Los hombres avanzaron hacia ellos. Algunos vecinos se apartaron asustados, pero otros se quedaron en su lugar, bloqueando el paso.

—No se los lleve —dijo una mujer mayor que vivía en la parte más baja del valle—. Que nos enseñen los papeles primero. Si dicen que miente, que lo demuestren.

—¡Así es! —gritó otro hombre—. Que nos muestren los estudios del terreno. ¡Si no hay peligro, no tienen nada que ocultar!

Su padre se puso pálido. No esperaba que la gente se pusiera de su lado. Miró a Damián con una mezcla de rabia y sorpresa, como si recién ahora se diera cuenta de que su hijo ya no era el niño que podía callar con una mirada.

—Estás arruinando todo lo que construí —le dijo entre dientes al pasar cerca de él.

—Tú lo construiste sobre una mentira —le respondió Damián sin bajar la vista—. Y las mentiras siempre se caen solas.

Los hombres de su padre no se atrevieron a empujar a los vecinos. Subieron a los autos y se fueron, pero no sin antes mirarlos con una promesa clara de que no se rendirían tan fácil. Cuando el peligro se alejó, la gente rodeó a Damián y a Gael, haciéndoles preguntas, pidiendo ver los documentos, agradeciéndoles por haber hablado. Algunos prometieron ayudarlos, otros dijeron que avisarían a las autoridades ellos mismos.
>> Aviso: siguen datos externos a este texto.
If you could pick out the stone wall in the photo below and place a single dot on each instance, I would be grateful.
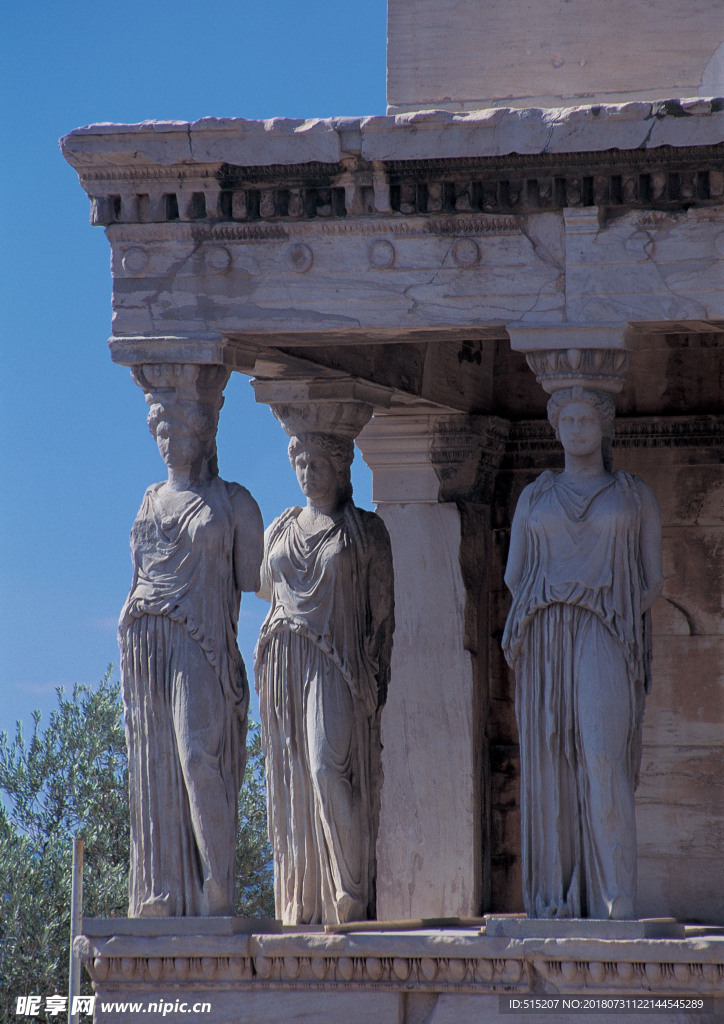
(478, 53)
Pero mientras todo eso pasaba, Damián vio entre la multitud a una mujer que se quedó atrás, sin acercarse, mirándolo con los ojos llenos de lágrimas. Era su madre. Se quedaron mirando durante un largo instante. Ella no dijo nada, solo bajó la cabeza y se fue. Damián sintió un dolor agudo en el pecho: no la odiaba, pero sabía que ya no podía confiar en ella nunca más. Y esa era la clase de libertad que más dolía.
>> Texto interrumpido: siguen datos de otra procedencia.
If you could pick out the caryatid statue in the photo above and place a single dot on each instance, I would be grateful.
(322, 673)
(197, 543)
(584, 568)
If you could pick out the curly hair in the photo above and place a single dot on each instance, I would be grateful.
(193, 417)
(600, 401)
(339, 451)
Gael le puso una mano en el hombro y lo acercó a su lado.

—Lo hiciste —le dijo con voz suave—. Les dijiste la verdad a todos. Ahora ya no pueden ocultarla.

—Sí —respondió Damián mirando a la gente que los rodeaba—. Pero no creas que se acabó. Mi padre no va a aceptar una derrota así como así. Va a intentar algo más. Sé que lo hará.
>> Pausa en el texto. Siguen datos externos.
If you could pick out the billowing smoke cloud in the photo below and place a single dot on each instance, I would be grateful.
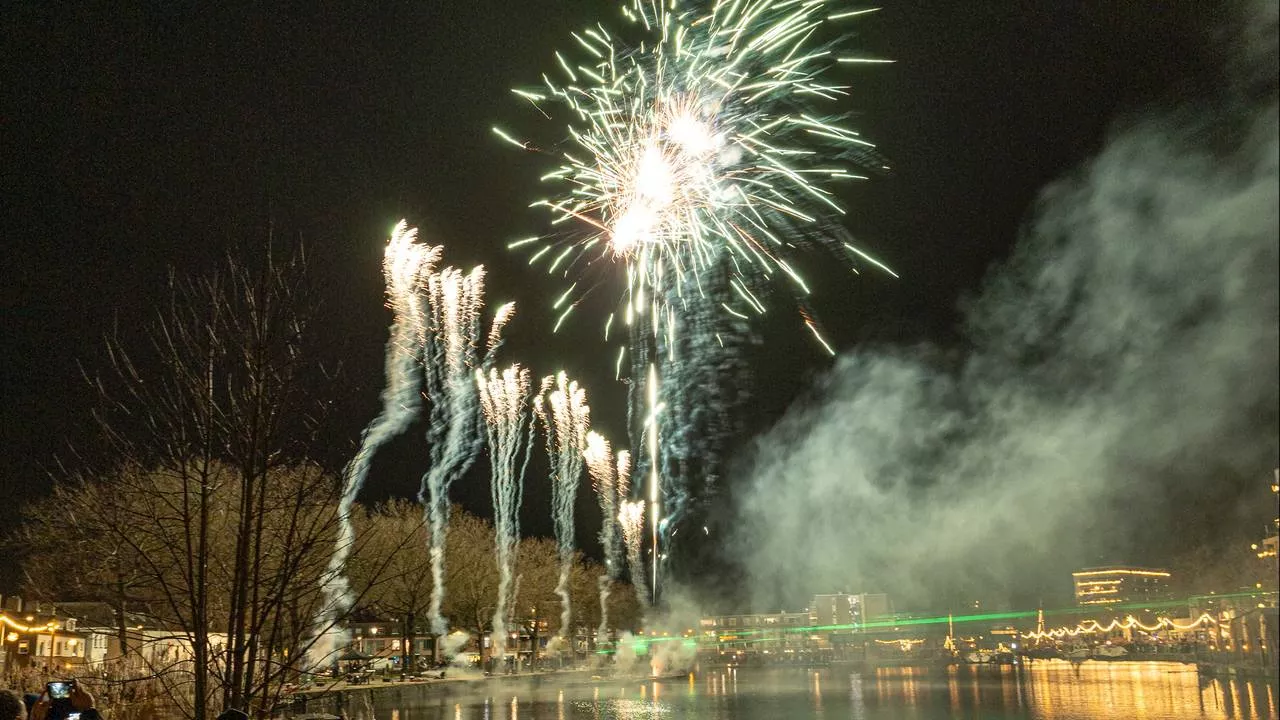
(1123, 358)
Y tenía razón. Esa misma tarde, mientras repartían copias de los documentos por el pueblo, llegaron noticias de que su padre había presentado una denuncia formal acusando a Gael de robo y de manipulación, y ordenando que detuvieran a ambos. La guerra ya no era solo de palabras: ahora era legal, oficial y mucho más peligrosa.

Pero esta vez no estaban solos. Los vecinos del pueblo se organizaron: algunos los esconderían, otros llevarían los documentos a las autoridades superiores, otros vigilarían los caminos. Por primera vez, la verdad tenía aliados. Sin embargo, sabían que la pelea final estaba por llegar. Que su padre haría todo lo posible por destruirlos antes de que todo se hiciera público por completo.

Esa noche, escondidos en una casa pequeña en lo alto del pueblo, Damián y Gael supieron que no podían dormir tranquilos. El enemigo estaba cerca, y esta vez no se detendría ante nada. Pero también supieron que habían hecho lo correcto. Y que aunque el camino fuera difícil y peligroso, ya no tendrían que recorrerlo solos.